This story is reprinted with permission from Stewardship Partner Nationwide Children’s Hospital. October is Spina Bifida Awareness Month, so we’re celebrating success and a new path of treatment for babies affected by spina bifida.
During her 20-week ultrasound appointment, Brittany Badenhop learned her baby had spina bifida, a birth defect that occurs during the development of the central nervous system very early on in pregnancy. Spina bifida affects one out of every 2,000 births in the United States each year, and some children diagnosed will need to use a walker or a wheelchair their entire life. However, more than a year after surgery at the Fetal Center at Nationwide Children’s Hospital to repair their baby’s spina bifida in the womb, the Badenhop family is celebrating Lexi’s progress as she turns one.
“To look at Lexi, you would never suspect that there’s something different about her,” said Brittany Badenhop. “You would never suspect that she is a child with spina bifida unless you saw the little scar on her back. She looks like a typical child who is the happiest baby you’ve ever seen, smiling, laughing, having fun with her sister.”
Brittany’s clinical team of experts at Nationwide Children’s Fetal Center said initial tests showed that she was a perfect candidate to undergo fetal surgery. Early intervention is changing the trajectory for children with spina bifida by reducing the severity of symptoms and improving long-term outcomes.
Changing the course of spina bifida treatment
“In the past, women who needed fetal surgery had to go out of the area to get care,” says Oluyinka Olutoye, MD, PhD, fetal surgeon and surgeon-in-chief at Nationwide Children’s Hospital. “Now, we can provide that service and care for them right here at Nationwide Children’s.”
More than a year ago, the fetal experts at Nationwide Children’s Hospital made a small opening in Brittany’s uterus, accessing baby Lexi and successfully closing her spina bifida defect. This procedure was the first fetal surgery through the hospital’s Fetal Center, led by a team of experts with decades of experience in fetal medicine and fetal surgery.
“Our team performed surgery at 25 weeks to mitigate the potential complications of spina bifida and improve the long-term outcome,” said Adolfo Etchegaray, MD, chief of fetal medicine at Nationwide Children’s Hospital. “Brittany was able to carry the baby to term. She had a scheduled C-section at 37 weeks with no complications.”
Lexi’s future
Recently, Lexi returned to Nationwide Children’s for her first MRI post-fetal surgery, marking a critical milestone in her development. The fetal team was extremely happy to see no fluid build-up on Lexi’s brain while reviewing her MRI, indicating the surgery continues to be a success.

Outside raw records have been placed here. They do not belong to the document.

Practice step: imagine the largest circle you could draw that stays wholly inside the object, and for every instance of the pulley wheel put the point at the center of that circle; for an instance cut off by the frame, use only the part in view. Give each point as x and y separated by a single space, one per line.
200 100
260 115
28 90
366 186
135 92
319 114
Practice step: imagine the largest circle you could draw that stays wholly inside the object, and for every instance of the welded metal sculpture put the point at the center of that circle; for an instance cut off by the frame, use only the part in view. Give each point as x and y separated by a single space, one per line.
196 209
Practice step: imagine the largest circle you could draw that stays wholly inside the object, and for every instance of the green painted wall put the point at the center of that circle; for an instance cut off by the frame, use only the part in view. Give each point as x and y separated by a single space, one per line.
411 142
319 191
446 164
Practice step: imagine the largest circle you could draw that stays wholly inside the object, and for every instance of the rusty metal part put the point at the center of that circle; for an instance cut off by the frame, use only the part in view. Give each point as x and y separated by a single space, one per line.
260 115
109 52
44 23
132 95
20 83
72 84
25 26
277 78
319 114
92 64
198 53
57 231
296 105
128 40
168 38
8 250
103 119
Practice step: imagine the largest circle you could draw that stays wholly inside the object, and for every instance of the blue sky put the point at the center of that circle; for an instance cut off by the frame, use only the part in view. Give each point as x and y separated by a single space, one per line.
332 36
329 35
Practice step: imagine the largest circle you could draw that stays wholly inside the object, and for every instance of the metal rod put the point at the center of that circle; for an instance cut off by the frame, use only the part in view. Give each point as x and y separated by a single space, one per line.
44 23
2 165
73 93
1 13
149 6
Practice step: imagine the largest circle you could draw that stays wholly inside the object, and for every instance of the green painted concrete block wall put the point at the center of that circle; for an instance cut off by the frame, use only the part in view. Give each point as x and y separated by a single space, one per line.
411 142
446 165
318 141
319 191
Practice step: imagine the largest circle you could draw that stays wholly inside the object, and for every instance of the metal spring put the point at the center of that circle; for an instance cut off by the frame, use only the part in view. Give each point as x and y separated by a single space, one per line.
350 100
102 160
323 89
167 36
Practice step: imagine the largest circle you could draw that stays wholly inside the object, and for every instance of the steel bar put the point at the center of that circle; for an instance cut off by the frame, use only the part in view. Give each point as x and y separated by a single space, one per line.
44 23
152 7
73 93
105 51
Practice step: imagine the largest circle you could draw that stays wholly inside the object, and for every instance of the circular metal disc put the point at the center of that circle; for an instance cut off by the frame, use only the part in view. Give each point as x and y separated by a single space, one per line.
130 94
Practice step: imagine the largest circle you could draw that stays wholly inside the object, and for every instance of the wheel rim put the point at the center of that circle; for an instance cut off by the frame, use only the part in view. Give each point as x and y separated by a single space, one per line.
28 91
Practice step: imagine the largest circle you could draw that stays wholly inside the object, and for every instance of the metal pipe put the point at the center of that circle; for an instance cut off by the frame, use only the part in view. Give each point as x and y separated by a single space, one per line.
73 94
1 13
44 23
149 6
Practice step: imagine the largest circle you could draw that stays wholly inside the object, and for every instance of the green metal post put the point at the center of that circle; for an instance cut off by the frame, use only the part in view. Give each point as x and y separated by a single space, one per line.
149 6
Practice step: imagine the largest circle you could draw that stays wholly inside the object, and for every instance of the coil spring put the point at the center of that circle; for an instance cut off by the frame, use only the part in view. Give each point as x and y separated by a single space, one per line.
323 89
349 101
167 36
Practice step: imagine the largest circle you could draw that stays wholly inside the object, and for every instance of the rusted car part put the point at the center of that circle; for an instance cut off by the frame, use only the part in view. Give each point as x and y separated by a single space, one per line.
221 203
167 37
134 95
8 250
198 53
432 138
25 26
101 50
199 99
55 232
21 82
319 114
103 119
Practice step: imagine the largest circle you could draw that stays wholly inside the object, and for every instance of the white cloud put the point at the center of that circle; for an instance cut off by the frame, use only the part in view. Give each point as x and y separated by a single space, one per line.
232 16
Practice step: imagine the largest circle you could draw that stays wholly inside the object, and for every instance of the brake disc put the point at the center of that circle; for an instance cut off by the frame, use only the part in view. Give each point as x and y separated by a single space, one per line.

“She’s doing great,” said Jeffrey Leonard, MD, chief of neurosurgery at Nationwide Children’s Hospital. “She’s functionally standing and she’s wearing braces, has not had a shunt, which is critical to this. We’re watching bigger ventricles than usual, but there’s been no signs of elevated pressure and she’s continuing to develop well, so I’m very pleased with where she is at this point.”

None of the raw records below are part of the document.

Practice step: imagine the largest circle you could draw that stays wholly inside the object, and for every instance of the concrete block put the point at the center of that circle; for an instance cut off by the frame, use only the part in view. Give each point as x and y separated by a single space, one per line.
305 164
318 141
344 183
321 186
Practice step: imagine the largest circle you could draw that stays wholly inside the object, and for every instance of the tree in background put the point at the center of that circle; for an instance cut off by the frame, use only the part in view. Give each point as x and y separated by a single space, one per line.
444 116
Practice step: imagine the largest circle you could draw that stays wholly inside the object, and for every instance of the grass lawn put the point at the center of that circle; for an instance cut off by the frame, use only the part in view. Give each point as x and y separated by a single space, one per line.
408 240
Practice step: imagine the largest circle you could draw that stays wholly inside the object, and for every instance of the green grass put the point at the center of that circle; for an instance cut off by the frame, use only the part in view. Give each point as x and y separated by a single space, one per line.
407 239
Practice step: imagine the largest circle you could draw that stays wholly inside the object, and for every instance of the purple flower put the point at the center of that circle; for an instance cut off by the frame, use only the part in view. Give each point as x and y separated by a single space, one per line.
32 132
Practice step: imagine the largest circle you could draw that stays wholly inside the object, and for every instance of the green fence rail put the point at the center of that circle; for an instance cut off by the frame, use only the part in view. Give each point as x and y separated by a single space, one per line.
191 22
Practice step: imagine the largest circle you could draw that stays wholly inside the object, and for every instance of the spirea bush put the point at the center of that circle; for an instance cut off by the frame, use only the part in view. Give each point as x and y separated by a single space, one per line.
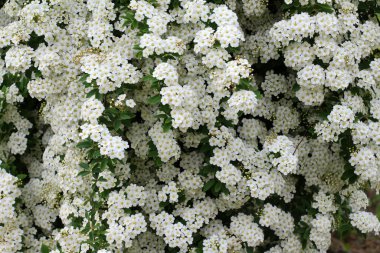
212 126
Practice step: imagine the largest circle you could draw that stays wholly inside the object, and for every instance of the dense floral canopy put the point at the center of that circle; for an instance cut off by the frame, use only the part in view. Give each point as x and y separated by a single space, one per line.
215 126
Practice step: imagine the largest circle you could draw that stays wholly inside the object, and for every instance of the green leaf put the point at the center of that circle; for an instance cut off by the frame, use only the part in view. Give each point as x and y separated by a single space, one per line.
218 186
45 248
83 78
21 176
84 166
324 8
167 124
208 185
258 94
87 143
127 115
103 164
94 92
117 124
154 100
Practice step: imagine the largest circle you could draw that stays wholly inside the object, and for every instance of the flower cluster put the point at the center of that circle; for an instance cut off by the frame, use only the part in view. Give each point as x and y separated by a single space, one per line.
187 126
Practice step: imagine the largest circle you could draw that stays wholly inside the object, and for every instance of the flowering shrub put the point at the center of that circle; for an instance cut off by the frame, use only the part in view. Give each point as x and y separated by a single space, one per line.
196 126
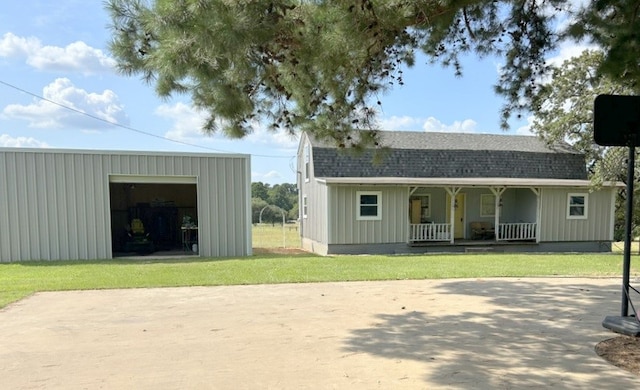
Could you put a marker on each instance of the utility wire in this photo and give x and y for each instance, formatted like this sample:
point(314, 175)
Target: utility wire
point(116, 124)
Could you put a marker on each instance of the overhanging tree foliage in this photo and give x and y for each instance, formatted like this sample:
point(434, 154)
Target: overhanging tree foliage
point(322, 66)
point(563, 112)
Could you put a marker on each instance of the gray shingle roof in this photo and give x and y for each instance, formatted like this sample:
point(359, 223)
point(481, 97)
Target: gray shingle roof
point(449, 155)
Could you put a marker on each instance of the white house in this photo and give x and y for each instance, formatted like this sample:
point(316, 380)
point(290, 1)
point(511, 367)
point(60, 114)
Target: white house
point(451, 192)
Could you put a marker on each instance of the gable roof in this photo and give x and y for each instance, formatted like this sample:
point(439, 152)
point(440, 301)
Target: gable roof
point(451, 155)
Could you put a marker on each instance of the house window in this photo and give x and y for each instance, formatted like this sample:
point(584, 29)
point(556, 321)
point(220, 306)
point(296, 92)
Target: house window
point(420, 208)
point(307, 163)
point(577, 206)
point(369, 205)
point(487, 205)
point(304, 206)
point(425, 201)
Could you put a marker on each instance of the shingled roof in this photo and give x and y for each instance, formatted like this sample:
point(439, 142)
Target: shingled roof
point(452, 155)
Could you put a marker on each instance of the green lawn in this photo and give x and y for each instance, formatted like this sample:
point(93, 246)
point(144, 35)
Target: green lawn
point(274, 236)
point(18, 280)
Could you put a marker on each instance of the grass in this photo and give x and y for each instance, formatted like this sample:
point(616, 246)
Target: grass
point(18, 280)
point(274, 236)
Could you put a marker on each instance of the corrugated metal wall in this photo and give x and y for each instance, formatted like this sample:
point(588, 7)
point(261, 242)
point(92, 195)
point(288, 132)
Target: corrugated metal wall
point(55, 204)
point(556, 227)
point(344, 228)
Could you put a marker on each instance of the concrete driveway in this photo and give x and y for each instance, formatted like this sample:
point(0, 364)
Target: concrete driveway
point(428, 334)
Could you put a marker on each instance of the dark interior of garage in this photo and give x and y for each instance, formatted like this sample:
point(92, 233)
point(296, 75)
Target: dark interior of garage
point(151, 218)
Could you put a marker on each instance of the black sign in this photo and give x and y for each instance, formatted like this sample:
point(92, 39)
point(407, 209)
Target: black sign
point(616, 120)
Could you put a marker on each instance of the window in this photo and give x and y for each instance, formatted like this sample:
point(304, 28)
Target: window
point(369, 205)
point(577, 206)
point(304, 206)
point(422, 205)
point(307, 163)
point(487, 205)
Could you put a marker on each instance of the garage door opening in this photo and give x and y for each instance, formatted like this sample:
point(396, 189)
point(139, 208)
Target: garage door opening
point(153, 218)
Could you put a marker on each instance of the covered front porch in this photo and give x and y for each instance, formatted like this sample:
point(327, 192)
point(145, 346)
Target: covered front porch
point(476, 215)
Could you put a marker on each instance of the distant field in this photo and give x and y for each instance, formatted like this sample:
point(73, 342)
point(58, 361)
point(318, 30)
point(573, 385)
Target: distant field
point(274, 236)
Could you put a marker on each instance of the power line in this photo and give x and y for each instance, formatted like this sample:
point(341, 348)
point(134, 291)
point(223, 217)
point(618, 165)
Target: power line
point(116, 124)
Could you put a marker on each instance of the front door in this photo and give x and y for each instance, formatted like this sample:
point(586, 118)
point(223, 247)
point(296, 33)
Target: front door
point(458, 214)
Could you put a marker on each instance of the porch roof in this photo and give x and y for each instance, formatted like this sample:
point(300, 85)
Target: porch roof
point(464, 182)
point(422, 155)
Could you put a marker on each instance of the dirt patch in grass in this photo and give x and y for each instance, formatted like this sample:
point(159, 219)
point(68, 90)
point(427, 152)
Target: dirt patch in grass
point(621, 351)
point(279, 251)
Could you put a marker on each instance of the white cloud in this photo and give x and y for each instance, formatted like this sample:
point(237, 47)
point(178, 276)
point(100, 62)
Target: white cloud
point(187, 126)
point(400, 123)
point(45, 114)
point(75, 57)
point(567, 51)
point(21, 142)
point(465, 126)
point(187, 121)
point(269, 177)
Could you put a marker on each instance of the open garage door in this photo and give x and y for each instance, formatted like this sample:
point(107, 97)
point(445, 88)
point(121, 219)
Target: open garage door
point(148, 214)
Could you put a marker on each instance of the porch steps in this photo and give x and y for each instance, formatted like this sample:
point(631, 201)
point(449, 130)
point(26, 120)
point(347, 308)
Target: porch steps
point(476, 249)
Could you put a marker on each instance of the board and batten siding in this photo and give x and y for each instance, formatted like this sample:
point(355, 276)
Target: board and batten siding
point(555, 226)
point(54, 204)
point(344, 228)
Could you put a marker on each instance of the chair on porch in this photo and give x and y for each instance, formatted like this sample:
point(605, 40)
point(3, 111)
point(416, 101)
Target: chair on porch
point(481, 230)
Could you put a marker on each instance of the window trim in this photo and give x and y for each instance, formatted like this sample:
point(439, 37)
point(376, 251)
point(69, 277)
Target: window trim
point(378, 206)
point(482, 204)
point(585, 205)
point(307, 163)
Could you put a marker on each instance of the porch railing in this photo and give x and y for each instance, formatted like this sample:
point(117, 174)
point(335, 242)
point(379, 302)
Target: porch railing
point(430, 232)
point(516, 231)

Dr. Leonard said Lexi is not quite walking on her own yet, but he expects her to hit that milestone within the next few months. The fetal team also said Brittany and her husband, Jared, are doing a tremendous job ensuring Lexi is meeting her developmental milestones. Brittany said she cannot imagine where Lexi would be today if she hadn’t undergone fetal surgery.
“Everything she does every day is a step in the right direction,” said Brittany. “Her fine motor skills are wonderful and she’s kind of learning how to use those. And she works hard at it. She works hard at physical therapy. It’s been a great experience for our family, and we’re so hopeful for what she’s going to do in the future.”

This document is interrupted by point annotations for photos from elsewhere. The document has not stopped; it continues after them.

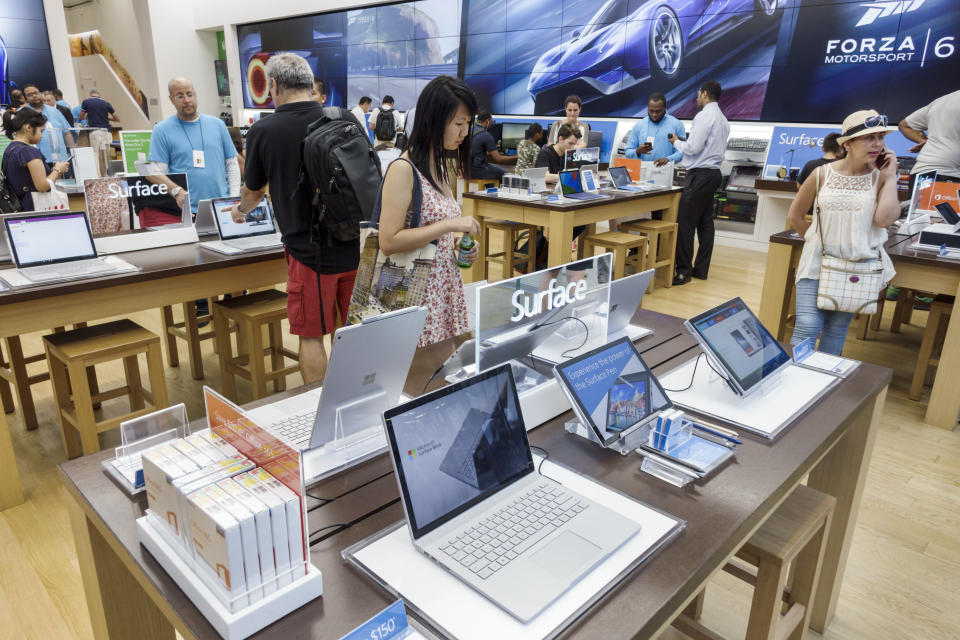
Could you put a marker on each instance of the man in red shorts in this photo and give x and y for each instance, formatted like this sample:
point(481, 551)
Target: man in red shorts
point(319, 276)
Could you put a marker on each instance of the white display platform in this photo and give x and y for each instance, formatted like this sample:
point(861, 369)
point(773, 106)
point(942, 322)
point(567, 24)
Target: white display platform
point(160, 237)
point(457, 611)
point(766, 411)
point(231, 626)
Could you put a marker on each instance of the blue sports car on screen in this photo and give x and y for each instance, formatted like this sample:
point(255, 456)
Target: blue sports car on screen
point(628, 41)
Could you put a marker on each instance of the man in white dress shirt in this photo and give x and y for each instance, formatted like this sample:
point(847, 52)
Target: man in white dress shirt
point(703, 152)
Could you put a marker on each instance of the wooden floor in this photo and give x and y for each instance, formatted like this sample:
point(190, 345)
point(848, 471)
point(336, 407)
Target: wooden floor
point(902, 579)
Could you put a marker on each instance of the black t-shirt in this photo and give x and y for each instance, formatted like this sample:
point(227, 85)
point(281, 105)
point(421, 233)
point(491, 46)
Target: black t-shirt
point(483, 143)
point(97, 111)
point(550, 159)
point(273, 156)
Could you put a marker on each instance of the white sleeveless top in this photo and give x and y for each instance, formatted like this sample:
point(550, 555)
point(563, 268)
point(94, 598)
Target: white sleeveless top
point(847, 208)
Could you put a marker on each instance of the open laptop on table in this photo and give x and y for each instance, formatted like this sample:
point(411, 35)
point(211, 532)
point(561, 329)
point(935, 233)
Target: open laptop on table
point(366, 373)
point(257, 232)
point(56, 246)
point(476, 505)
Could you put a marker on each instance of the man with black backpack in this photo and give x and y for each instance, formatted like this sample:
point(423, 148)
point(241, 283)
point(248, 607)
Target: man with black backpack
point(321, 259)
point(385, 122)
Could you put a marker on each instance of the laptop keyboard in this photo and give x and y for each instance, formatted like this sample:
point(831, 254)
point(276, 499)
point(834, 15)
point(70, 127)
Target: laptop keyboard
point(76, 269)
point(501, 538)
point(295, 430)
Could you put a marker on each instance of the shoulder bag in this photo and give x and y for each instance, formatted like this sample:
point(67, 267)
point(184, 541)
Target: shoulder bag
point(852, 286)
point(387, 283)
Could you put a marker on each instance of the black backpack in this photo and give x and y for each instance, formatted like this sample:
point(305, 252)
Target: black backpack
point(386, 127)
point(344, 174)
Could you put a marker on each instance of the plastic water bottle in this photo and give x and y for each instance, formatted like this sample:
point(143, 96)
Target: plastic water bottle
point(466, 244)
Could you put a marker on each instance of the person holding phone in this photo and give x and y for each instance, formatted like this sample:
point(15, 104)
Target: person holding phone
point(857, 198)
point(648, 139)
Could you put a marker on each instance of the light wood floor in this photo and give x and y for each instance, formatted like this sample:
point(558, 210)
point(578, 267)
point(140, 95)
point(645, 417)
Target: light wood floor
point(902, 578)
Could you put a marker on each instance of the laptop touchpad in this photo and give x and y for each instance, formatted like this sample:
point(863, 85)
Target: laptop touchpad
point(565, 555)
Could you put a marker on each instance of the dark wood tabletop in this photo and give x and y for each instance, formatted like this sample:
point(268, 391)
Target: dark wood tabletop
point(720, 512)
point(616, 197)
point(163, 262)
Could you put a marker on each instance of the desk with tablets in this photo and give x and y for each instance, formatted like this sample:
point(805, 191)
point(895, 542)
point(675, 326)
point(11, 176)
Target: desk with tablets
point(129, 594)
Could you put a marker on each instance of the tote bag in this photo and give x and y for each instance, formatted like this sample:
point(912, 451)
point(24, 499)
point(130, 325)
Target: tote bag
point(387, 283)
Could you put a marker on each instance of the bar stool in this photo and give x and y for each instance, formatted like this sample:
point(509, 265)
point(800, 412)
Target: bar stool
point(933, 336)
point(251, 313)
point(511, 235)
point(71, 354)
point(619, 244)
point(661, 247)
point(795, 533)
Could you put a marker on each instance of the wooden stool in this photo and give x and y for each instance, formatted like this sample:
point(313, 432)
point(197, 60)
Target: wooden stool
point(661, 247)
point(511, 235)
point(69, 356)
point(251, 313)
point(795, 533)
point(933, 336)
point(620, 244)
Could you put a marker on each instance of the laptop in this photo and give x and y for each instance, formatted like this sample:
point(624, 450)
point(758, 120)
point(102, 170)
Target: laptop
point(621, 179)
point(257, 232)
point(538, 179)
point(571, 187)
point(50, 246)
point(477, 506)
point(733, 337)
point(366, 373)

About Nationwide Children’s
Nationwide Children’s is one of only a few fetal centers in the Midwest, and across the United States, to offer a full range of fetal therapies including fetal intervention and fetal surgery, to treat conditions such as: cervical teratoma (giant neck mass), congenital diaphragmatic hernia (CDH), congenital lung lesions, fetal heart defect, sacrococcygeal teratoma (SCT), spina bifida and its most severe form, myelomeningocele, and twin-to-twin transfusion syndrome (TTTS).
“We’re able to provide the full range of fetal care,” said Dr. Olutoye. “Be it imaging, diagnostics, genetic testing, the counseling, being able to provide the medical therapies that are needed, and also the surgical therapies needed, be it minimal access surgery or open fetal surgery. The entire spectrum of care is what we are prepared to provide here at Nationwide Children’s Fetal Center.”